One suggestion for employers: Create a culture of respect with actions such as sending handwritten personal notes to staffers showing gratitude.
“I would have to be high to imagine partners writing personal ‘thank you’ notes or asking underlings to assess them,” Chen wrote.
Plastic bags: More hygenic?
San Francisco and other municipalities have long had laws in place banning the use of plastic grocery bags for the sake of environmental protection. But Case Western Reserve law professor Jonathan Adler notes at the Volokh Conspiracy that two law professors have written a paper asserting that emergency room visits spiked in San Francisco after the ban went into effect in 2007 because many shoppers potentially carry around bacteria in their reusable grocery bags.
“Of course one solution is to encourage shoppers to take better care by regularly washing their grocery bags and storing them in places where bacteria is less likely to form,” Adler wrote. “But would such educational efforts have much effect? Perhaps, though I’m skeptical. In the meantime, bans on disposable plastic grocery bags may make people feel good, but they also have substantial unintended consequences.”
Get (more) serious with profile photos
Many people do not think about much mileage their Facebook profile photo really gets, lawyer/CLE presenter Ernie Svenson writes at Ernie the Attorney. And Svenson wishes that his contacts wouldn’t use “cutesie” shots of themselves with their significant others or dogs or large groups of people.
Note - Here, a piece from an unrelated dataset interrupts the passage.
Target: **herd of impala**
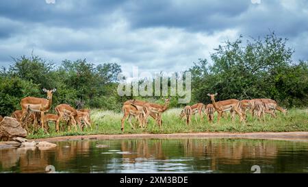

“The profile pictures that accompany most of the people in my address book come, in many cases, from Facebook,” Svenson writes. “I can’t say for sure where they come from exactly, but I know that the pictures are chosen by the contact person themselves and not by me. Let’s say I need to send contact information from my contact list to a new business prospect. My usual routine is to send a vCard by email from my iPhone. I tend to do that very quickly without thinking much about it. So I probably wouldn’t notice that my old friend has a weird profile picture. Which means that’s what might show up when I send the business prospect the vCard.”
In that scenario, it would also be helpful for the new business prospect to know what you, the contact, look like in the event of a future meeting. “A profile picture of you with your four best friends from high school isn’t going to help me remember you or find you in a crowded coffee shop. Just saying.”